Why Arctic Oil Is Crucial For Russia’s Future

Arctic Satellite Image and Map

(Oilprice.com – Irina Slav – August 23, 2016)

The Arctic – a cold wasteland that has shattered the expansion dreams of many an oil company by proving to be too difficult and too expensive to tackle. And, of course, Arctic exploration is the target of major environmentalist opposition to any intervention in this wasteland that is in fact home to unique and very fragile eco-systems.

Neither cost, nor environmentalist opposition, however, has stopped Gazprom Neft from making the first steps in Arctic oil and gas exploration. Its Prirazlomnaya platform, producing oil from a field of the same name in the Sea of Pechora, is the first active Russian oil and gas Arctic project, but it will certainly not be the last.

Russia is currently the largest crude oil producer in the world, though sometimes it swaps places with Saudi Arabia. It’s also the world’s second-largest gas producer, after the U.S. About half of Russian government revenues come from oil and gas sales, which makes the energy industry essential for the country’s survival. In this context, the fact that a lot of Russia’s onshore fields are aging and depleting, after decades of pumping, is a top concern for the government.

So, Russia is looking north. Exploration there is tough, and it requires a lot of money and technological know-how. The Western press enjoys posting regular reminders that sanction-trapped Russia has no access to Western oil and gas exploration technology and expertise, and this is a major hurdle for its energy explorations plans in the Arctic.
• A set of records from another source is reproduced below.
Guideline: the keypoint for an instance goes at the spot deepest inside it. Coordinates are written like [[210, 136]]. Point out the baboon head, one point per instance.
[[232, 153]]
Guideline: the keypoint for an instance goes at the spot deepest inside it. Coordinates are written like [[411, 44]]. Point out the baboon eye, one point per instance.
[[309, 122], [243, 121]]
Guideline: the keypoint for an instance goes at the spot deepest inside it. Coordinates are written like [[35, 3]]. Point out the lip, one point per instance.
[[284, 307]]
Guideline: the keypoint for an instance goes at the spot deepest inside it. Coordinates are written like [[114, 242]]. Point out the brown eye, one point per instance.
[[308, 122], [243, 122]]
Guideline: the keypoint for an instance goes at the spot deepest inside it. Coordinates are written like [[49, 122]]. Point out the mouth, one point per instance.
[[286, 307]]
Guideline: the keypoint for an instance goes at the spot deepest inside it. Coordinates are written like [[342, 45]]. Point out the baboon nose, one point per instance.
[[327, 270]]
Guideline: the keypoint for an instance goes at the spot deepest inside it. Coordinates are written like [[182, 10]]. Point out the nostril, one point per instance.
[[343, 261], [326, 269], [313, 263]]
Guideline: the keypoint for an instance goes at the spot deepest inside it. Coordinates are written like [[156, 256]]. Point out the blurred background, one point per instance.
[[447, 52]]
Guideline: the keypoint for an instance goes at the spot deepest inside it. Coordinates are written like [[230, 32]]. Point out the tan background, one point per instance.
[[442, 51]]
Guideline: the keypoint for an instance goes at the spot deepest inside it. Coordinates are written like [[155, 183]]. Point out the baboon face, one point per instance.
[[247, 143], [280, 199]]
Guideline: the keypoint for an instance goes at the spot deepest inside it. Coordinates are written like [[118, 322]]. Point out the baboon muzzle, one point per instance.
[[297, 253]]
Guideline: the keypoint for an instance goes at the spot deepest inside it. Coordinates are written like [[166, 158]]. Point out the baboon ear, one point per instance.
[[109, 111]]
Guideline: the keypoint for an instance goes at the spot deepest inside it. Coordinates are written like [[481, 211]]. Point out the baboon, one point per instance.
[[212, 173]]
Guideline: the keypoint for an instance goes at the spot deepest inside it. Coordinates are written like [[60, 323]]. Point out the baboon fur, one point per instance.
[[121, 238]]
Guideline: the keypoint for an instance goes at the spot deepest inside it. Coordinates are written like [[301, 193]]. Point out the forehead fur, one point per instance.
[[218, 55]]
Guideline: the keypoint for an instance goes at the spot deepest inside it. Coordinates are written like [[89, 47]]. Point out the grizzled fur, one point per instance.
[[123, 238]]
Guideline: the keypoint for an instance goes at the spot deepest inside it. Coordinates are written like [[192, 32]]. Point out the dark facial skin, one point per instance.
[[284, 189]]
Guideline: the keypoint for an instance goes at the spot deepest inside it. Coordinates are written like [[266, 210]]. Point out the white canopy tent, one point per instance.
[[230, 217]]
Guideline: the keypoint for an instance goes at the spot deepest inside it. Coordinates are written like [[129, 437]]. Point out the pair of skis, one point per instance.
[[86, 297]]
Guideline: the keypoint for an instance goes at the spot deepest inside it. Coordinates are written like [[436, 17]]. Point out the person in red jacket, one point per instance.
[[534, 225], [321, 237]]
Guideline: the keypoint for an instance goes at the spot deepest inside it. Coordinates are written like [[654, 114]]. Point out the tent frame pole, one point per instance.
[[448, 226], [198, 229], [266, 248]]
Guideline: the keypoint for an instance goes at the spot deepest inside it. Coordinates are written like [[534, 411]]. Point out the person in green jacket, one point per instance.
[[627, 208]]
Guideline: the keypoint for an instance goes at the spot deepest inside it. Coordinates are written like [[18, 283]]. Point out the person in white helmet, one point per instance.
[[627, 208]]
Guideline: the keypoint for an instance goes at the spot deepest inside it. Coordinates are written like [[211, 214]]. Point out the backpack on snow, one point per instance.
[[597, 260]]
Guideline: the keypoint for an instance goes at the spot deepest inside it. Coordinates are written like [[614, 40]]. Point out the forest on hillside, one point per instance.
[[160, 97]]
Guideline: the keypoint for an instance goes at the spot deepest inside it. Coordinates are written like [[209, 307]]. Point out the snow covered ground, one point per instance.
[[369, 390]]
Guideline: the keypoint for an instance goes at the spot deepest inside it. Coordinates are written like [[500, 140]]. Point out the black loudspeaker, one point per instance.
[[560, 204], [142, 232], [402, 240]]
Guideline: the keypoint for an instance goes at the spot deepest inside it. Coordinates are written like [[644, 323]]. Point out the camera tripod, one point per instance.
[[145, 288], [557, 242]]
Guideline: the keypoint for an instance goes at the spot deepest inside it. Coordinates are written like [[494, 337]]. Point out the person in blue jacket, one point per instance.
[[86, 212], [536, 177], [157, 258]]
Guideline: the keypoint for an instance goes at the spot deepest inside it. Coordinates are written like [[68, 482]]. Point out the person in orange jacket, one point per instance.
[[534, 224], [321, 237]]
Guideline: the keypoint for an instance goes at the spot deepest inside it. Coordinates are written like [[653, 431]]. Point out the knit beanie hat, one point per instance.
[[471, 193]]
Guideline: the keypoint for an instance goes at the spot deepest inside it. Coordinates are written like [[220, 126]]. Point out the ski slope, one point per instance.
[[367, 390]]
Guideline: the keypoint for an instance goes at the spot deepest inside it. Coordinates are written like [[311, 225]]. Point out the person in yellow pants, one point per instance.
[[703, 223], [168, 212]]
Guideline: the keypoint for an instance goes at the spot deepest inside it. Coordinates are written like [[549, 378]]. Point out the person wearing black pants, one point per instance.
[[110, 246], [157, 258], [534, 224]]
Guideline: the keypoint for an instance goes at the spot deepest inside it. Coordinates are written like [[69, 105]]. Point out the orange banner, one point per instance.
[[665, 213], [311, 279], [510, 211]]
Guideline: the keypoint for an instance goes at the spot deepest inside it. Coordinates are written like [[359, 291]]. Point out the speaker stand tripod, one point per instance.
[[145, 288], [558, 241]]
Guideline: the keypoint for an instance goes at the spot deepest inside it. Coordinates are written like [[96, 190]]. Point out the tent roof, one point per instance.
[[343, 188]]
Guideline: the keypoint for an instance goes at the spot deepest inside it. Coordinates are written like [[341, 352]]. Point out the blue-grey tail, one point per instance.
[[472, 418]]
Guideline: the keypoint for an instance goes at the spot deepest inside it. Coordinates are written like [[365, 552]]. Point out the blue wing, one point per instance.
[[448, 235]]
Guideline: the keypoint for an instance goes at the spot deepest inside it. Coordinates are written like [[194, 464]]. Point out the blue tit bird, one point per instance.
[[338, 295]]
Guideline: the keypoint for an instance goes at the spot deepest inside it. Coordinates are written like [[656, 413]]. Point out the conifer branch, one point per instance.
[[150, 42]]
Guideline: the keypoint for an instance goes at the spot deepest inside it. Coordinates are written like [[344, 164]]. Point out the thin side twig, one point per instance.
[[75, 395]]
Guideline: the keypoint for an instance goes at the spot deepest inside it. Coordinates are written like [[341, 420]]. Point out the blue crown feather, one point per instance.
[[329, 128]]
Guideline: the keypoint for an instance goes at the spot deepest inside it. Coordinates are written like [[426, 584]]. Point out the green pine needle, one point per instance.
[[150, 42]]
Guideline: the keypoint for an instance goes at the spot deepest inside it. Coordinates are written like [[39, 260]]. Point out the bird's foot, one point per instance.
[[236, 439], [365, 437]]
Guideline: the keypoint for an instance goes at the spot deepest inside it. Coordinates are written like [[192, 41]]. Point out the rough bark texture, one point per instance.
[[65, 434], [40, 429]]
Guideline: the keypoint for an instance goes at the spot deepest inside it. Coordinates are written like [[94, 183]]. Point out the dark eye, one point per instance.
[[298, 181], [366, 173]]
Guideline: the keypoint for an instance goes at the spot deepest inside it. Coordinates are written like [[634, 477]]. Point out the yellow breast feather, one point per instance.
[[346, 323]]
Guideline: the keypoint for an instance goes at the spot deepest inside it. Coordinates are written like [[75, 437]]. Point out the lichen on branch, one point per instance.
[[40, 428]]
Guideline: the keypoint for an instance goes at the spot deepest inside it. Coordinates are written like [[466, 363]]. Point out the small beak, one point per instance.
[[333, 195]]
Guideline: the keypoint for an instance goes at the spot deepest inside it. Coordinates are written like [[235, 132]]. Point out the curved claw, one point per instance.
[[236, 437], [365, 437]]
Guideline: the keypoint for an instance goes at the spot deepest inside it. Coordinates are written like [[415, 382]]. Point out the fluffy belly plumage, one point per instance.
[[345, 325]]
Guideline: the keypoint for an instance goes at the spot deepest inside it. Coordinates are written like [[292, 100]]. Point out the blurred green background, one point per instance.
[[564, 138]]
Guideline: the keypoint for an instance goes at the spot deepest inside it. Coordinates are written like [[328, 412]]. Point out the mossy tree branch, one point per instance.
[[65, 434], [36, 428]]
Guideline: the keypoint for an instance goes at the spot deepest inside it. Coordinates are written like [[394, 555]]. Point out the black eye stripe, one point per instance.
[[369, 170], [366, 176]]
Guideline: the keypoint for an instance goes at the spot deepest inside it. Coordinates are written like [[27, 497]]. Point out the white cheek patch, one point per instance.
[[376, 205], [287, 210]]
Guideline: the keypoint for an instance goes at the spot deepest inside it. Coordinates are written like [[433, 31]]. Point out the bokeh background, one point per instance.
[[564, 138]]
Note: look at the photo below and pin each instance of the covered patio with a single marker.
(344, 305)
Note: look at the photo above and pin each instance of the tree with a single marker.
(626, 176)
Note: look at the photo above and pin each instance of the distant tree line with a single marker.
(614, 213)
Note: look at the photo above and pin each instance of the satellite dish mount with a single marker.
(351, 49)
That’s true enough, but as usual, it’s not the whole truth.

Russia has never suffered a shortage of engineers, and energy companies now have solid government support: Moscow is painfully aware just how important the exploitation of Arctic oil and gas reserves is for the sustainability of its sacred cow, the energy industry. So, any idea or project that offers some way of making this exploitation more viable gets the full support of the authorities.
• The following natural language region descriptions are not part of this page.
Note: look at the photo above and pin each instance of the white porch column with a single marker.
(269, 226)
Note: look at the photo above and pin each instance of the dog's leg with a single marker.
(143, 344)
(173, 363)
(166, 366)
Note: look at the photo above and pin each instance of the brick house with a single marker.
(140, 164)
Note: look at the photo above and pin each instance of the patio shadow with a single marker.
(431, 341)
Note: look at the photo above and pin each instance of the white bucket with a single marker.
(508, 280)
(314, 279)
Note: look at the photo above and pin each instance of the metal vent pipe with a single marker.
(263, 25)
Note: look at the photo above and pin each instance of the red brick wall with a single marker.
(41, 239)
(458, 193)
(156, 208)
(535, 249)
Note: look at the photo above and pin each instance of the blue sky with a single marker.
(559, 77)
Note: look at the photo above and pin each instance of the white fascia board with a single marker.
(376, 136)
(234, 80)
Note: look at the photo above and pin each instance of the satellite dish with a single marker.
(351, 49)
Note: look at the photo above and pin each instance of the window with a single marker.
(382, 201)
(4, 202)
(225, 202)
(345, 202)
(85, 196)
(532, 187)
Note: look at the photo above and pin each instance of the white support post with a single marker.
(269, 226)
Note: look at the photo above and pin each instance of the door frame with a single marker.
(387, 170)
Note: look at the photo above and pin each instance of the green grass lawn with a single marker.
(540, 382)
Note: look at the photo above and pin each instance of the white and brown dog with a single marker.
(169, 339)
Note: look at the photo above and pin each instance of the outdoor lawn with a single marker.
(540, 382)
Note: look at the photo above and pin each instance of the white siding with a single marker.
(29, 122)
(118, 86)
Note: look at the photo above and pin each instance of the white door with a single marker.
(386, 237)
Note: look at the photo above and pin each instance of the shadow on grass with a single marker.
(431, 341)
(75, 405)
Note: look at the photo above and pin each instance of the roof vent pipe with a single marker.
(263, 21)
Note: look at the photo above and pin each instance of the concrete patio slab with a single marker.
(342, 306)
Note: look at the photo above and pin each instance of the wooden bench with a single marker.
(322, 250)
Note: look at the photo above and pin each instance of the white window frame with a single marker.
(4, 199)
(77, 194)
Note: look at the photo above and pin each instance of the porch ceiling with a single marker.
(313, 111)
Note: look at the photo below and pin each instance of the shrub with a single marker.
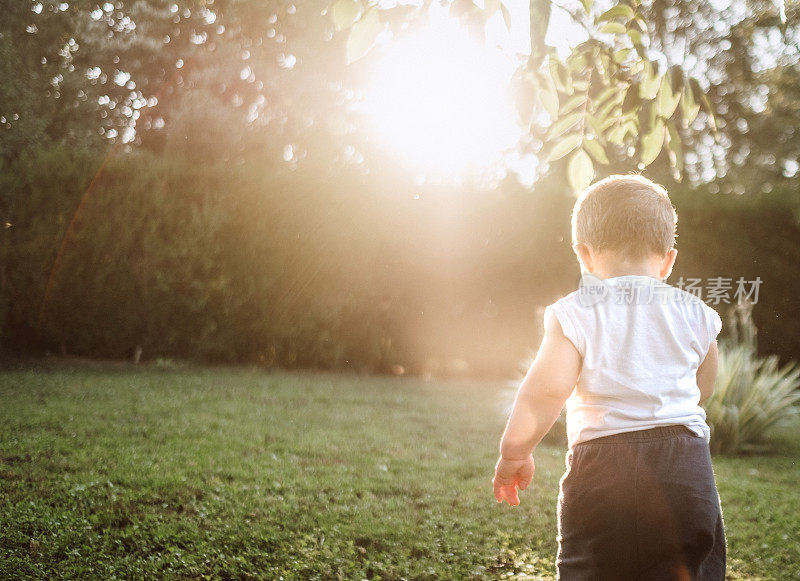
(752, 393)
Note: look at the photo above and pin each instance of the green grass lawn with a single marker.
(231, 473)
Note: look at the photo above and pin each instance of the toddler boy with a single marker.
(632, 357)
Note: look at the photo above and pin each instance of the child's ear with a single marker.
(667, 263)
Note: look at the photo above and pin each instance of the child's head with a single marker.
(622, 221)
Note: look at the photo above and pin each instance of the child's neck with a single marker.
(611, 270)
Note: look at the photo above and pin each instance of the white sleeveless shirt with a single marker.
(641, 341)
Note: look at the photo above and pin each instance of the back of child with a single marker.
(632, 357)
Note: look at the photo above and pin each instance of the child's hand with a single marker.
(510, 475)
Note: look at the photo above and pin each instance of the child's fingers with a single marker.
(507, 492)
(525, 476)
(510, 494)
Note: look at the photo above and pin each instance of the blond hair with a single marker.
(625, 213)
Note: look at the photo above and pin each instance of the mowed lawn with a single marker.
(234, 473)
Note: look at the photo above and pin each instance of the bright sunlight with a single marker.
(440, 100)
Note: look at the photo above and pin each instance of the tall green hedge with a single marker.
(310, 266)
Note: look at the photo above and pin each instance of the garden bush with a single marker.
(752, 394)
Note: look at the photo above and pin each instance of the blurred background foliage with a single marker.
(195, 179)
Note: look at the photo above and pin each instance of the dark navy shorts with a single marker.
(640, 505)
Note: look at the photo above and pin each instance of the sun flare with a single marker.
(440, 100)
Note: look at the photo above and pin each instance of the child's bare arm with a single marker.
(542, 394)
(707, 373)
(540, 397)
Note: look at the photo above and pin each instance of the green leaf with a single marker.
(593, 147)
(362, 36)
(540, 21)
(506, 15)
(648, 89)
(560, 76)
(345, 13)
(561, 126)
(580, 171)
(667, 100)
(564, 146)
(613, 28)
(548, 95)
(632, 98)
(675, 148)
(652, 143)
(573, 103)
(618, 11)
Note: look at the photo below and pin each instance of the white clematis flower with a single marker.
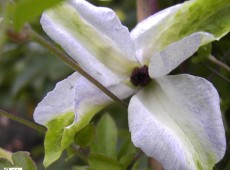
(176, 118)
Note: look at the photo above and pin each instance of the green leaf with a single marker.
(26, 10)
(127, 146)
(54, 137)
(202, 54)
(192, 16)
(4, 163)
(127, 159)
(85, 136)
(80, 168)
(61, 132)
(5, 154)
(106, 137)
(102, 162)
(20, 159)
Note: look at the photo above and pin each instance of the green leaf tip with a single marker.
(26, 10)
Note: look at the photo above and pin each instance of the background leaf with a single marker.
(26, 10)
(106, 137)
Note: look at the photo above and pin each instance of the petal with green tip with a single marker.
(177, 120)
(57, 102)
(172, 56)
(93, 36)
(172, 24)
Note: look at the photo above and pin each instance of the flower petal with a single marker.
(172, 24)
(165, 61)
(88, 97)
(177, 120)
(57, 102)
(93, 36)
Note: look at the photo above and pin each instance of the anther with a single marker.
(140, 76)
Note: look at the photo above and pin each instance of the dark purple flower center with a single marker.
(140, 76)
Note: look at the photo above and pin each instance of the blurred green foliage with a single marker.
(28, 72)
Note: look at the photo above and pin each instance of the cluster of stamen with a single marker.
(140, 76)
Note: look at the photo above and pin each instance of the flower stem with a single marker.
(72, 63)
(23, 121)
(219, 63)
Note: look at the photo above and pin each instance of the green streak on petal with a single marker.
(61, 132)
(70, 131)
(100, 46)
(195, 16)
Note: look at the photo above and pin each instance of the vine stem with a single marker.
(23, 121)
(72, 63)
(219, 63)
(146, 8)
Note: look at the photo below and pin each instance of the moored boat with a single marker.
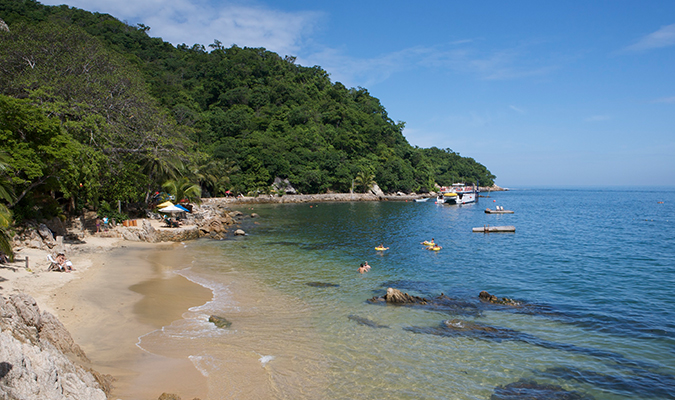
(458, 193)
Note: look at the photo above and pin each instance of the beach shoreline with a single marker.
(118, 292)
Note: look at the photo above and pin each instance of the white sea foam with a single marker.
(265, 359)
(202, 363)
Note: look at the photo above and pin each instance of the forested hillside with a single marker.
(94, 110)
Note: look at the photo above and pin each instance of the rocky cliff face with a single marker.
(36, 353)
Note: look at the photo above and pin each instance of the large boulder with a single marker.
(490, 298)
(33, 353)
(395, 296)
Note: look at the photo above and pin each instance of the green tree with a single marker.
(364, 180)
(183, 189)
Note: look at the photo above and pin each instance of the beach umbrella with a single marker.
(165, 204)
(172, 209)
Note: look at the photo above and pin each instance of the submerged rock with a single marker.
(395, 296)
(366, 321)
(321, 284)
(490, 298)
(641, 384)
(220, 322)
(441, 303)
(531, 390)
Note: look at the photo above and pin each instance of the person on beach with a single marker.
(61, 264)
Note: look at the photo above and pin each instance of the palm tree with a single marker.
(5, 214)
(159, 169)
(364, 180)
(183, 189)
(215, 175)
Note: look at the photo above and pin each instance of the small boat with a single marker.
(458, 193)
(498, 211)
(494, 229)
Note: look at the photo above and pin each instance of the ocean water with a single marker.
(594, 270)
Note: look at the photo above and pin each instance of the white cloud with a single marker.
(665, 100)
(664, 37)
(200, 21)
(505, 64)
(598, 118)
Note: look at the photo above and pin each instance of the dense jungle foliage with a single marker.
(93, 110)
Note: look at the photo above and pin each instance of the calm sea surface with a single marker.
(594, 269)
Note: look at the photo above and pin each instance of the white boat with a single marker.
(458, 193)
Universities and science lab researchers are working on things such as super magnets and mathematical models to optimize oil extraction from Arctic deposits, as well as sensors that would help control oil spills in remote Arctic regions and technologies for cleaning up such spills below the ice. In short, government support is coupled with a major scientific and innovative drive. These efforts are helped greatly by the sad but inevitable melting of the ice caps.
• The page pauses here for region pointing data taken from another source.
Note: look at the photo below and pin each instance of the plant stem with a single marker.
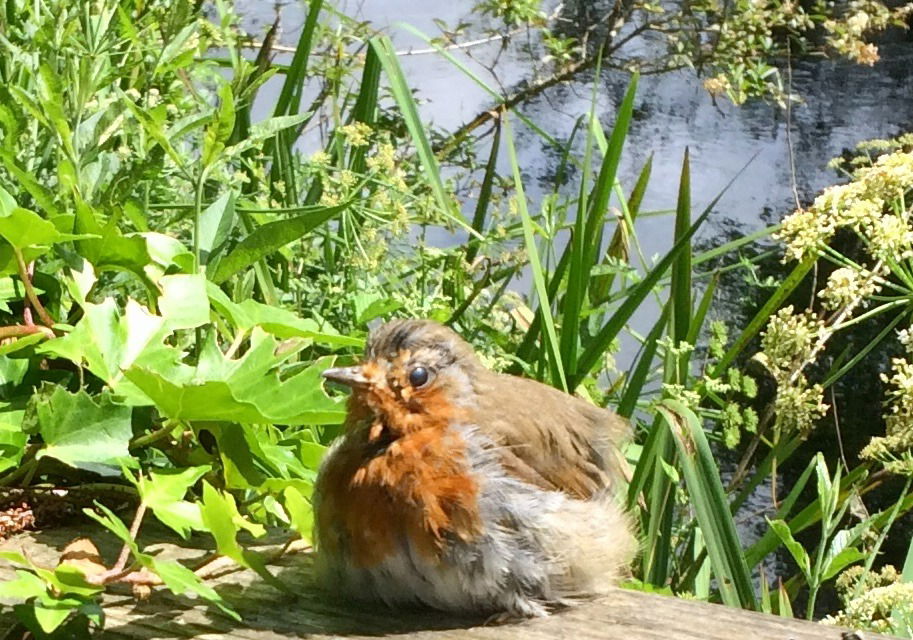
(30, 290)
(17, 330)
(24, 469)
(125, 550)
(151, 437)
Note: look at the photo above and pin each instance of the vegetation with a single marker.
(174, 276)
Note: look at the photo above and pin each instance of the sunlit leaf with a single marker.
(82, 431)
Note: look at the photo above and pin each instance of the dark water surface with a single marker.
(843, 104)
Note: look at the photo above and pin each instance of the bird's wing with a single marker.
(550, 438)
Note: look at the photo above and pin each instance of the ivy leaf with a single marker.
(300, 512)
(247, 314)
(183, 303)
(164, 491)
(82, 433)
(12, 438)
(247, 389)
(182, 580)
(176, 577)
(221, 516)
(106, 342)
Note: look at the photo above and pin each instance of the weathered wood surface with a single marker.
(271, 615)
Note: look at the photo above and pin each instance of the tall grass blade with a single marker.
(478, 218)
(708, 498)
(680, 289)
(760, 319)
(588, 226)
(634, 386)
(545, 313)
(403, 96)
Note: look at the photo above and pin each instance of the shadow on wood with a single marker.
(270, 614)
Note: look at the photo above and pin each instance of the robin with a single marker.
(466, 490)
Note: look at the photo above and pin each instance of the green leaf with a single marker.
(216, 224)
(174, 50)
(300, 512)
(221, 516)
(84, 433)
(24, 586)
(247, 389)
(837, 563)
(163, 492)
(383, 46)
(23, 228)
(280, 322)
(183, 303)
(49, 618)
(220, 128)
(106, 342)
(702, 478)
(12, 439)
(269, 237)
(798, 552)
(181, 580)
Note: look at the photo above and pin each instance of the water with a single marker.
(844, 104)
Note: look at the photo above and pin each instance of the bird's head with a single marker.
(415, 374)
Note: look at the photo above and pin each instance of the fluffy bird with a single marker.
(466, 490)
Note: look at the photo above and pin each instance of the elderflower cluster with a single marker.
(862, 205)
(788, 344)
(872, 604)
(847, 287)
(895, 449)
(357, 134)
(863, 17)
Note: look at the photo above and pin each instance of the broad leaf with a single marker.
(247, 389)
(270, 237)
(84, 433)
(281, 323)
(164, 491)
(183, 303)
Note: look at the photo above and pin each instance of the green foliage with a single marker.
(174, 277)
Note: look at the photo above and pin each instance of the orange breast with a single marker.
(386, 483)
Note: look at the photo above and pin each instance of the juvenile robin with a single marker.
(463, 489)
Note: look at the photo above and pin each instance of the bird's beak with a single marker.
(349, 376)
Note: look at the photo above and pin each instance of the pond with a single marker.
(844, 103)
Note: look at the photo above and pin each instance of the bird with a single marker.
(465, 490)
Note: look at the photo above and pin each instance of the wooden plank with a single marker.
(271, 615)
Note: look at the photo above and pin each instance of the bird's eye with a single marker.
(418, 377)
Prirazlomnaya shipped its first oil back in April 2014. Now there are four production wells, yielding a combined 6,000 tons of crude or 50,700 barrels every day, according to Gazprom Neft. And this is just the beginning. Eventually, Gazprom Neft plans to have 32 operating wells at the field, which has estimated recoverable reserves of more than 70 million tons of crude.

According to estimates from the U.S. Geological Survey, the total untapped oil and gas reserves in the Arctic stand at 89.983 billion barrels of crude and 1,669 trillion cubic feet of natural gas. The Russian continental shelf contains a substantial portion of these, and the country is even trying to expand its territory, naturally angering other countries with rights in the area, such as Norway, Denmark, Canada and the U.S. This makes it unlikely that Russia will get what it wants regarding the expansion of its territorial exploration rights, but even so, it will continue to do the best with what it has to conquer the Arctic. Survival is the greatest motivator, after all.